9. The method according to claim 8, characterized in that, The process of generating a set of logical safety policy adjustment constraints and a set of physical resource regulation targets based on the predicted heat load value and the systemic risk path includes: Based on the predicted heat load value, the adjustable upper limit of the authentication protocol strength is calculated using the first preset mapping model; based on the business criticality level associated with the systemic risk path, the adjustable lower limit of the authentication protocol strength is calculated using the second preset mapping model; based on the adjustable upper limit and the adjustable lower limit, the logical security policy adjustment constraint set is generated.

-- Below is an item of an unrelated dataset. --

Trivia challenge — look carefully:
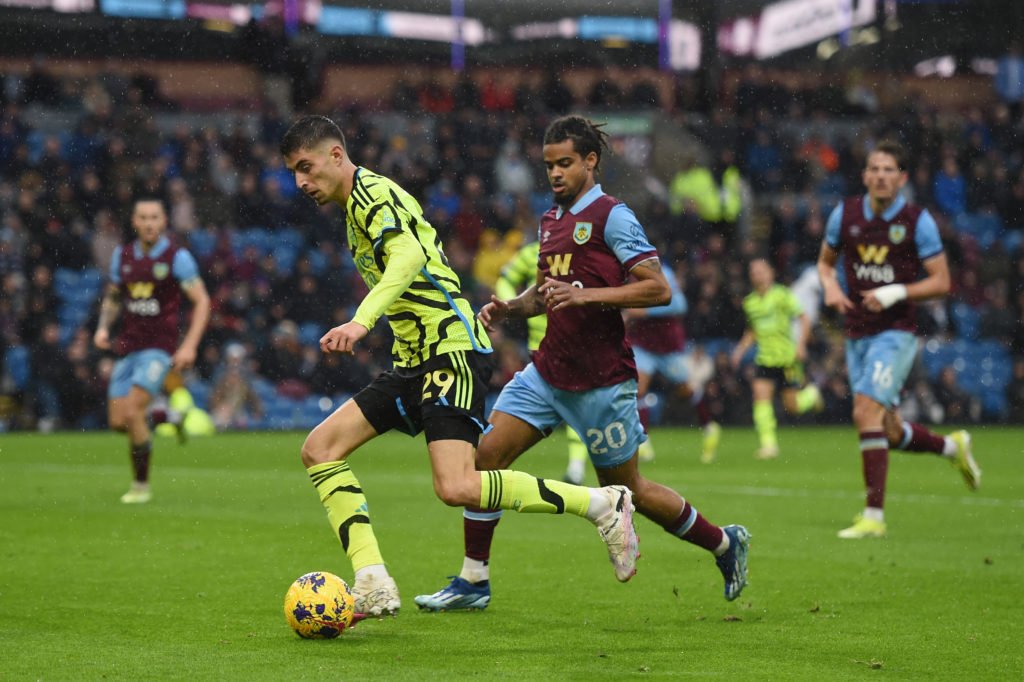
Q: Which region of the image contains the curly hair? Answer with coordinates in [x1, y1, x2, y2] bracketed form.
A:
[543, 115, 611, 172]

Extract the physical entity vertices involved from the systemic risk path and determine the corresponding set of target physical regions; based on the predicted heat load value and the set of target physical regions, calculate the environmental control parameters required for each target physical region using a third preset mapping model; and generate the set of physical resource control targets based on the set of target physical regions and the environmental control parameters.

10. The method according to claim 1, characterized in that, The process of the security kernel scheduling and executing the dynamic authentication policy package in an atomic transaction manner to complete this authentication includes: The security kernel creates and maintains the atomic transaction context for this authentication, and registers the dynamic authentication policy package to the atomic transaction context; According to the execution order defined in the dynamic authentication strategy package, the physical environment pre-control instruction sequence is scheduled and executed first, control instructions are sent to the target environmental control system, and the feedback of the environmental control system is continuously monitored until a confirmation signal indicating that the environmental control is ready is received. After confirming the pre-control of the physical environment, the authentication protocol instruction sequence is scheduled and executed to complete the identity authentication operation and generate the authentication execution result. Based on the authentication execution result, a transaction finalization operation is performed: if authentication is successful, the atomic transaction context is submitted and an authentication pass signal is output; if authentication fails, a transaction rollback is triggered, an environmental control reset command is sent to the environmental control system, and an authentication failure signal is output.